San Pedro Joe found the secret that was contained in that intricately carved Oriental box


"Better pay the cash," snarled sallow San Pedro Joe into the telephone mouthpiece. The speaker jerked his head to one side and glanced from the cramped phone booth into the almost-deserted drug store, checking to see whether his conversation had been heard. It was late afternoon—a sultry and stuffy summer day.

"That teakwood box don't mean much to me," Joe continued in a hoarse tone. "And if you want it pretty bad, I'll sell it—otherwise the thing gets chucked out, see?"
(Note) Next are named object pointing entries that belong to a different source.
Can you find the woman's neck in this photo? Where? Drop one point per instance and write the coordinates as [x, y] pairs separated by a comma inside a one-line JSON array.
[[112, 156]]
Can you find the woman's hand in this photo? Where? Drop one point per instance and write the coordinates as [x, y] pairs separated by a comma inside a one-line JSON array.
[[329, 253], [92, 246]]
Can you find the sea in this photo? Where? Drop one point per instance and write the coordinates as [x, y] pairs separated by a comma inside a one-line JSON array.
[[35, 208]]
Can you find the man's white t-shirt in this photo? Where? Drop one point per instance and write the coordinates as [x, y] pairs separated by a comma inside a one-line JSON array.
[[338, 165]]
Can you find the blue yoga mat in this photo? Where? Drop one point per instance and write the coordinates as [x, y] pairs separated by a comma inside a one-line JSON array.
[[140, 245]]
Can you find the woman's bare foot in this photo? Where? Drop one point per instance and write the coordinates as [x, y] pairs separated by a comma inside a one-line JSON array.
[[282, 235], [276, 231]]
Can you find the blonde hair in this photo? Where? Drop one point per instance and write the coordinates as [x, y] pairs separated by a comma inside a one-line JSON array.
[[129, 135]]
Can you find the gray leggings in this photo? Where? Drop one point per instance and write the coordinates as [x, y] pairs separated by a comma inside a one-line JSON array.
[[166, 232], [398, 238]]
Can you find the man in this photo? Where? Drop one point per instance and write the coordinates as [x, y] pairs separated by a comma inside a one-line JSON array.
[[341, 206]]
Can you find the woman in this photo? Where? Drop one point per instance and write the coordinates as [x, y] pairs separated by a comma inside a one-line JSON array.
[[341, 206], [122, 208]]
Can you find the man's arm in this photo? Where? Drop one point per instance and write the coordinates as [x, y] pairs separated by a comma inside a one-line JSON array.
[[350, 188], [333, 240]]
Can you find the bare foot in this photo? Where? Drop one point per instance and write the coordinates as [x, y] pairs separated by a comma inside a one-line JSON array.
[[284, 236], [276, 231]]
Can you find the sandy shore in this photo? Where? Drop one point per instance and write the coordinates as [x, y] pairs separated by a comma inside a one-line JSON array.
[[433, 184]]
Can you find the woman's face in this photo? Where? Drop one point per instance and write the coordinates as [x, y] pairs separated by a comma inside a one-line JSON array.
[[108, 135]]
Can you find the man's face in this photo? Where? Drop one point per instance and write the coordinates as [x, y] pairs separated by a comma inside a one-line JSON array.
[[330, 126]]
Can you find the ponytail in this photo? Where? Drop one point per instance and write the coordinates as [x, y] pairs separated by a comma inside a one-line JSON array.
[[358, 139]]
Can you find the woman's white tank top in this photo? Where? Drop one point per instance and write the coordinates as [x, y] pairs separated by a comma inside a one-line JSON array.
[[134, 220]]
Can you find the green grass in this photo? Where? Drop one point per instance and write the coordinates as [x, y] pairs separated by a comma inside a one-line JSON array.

Mrs. Floyd Wright's tiny, ill-painted cottage in a smelly Los Angeles suburb had been ransacked a few days previously, leaving bedding overturned, furniture stuffings tumbling everywhere. The teakwood box, to the fidgety old woman, far overshadowed in importance the amount of cash and the few pieces of silver which had also been stolen. Oddly carved and strangely arresting, the prize had been a gift to Mrs. Wright from her husband, recently killed in a factory explosion where he had been night watchman. He had purchased the box during a vagabond trip to China in his boyhood days.

The teakwood container had never been opened by either Mrs. Wright or her husband. "Betty," he used to say while dozing in the parlor and studying the box, "that thing is jinxed, just like I was told. It's dangerous, leave it alone. There is a dreadful native curse on it.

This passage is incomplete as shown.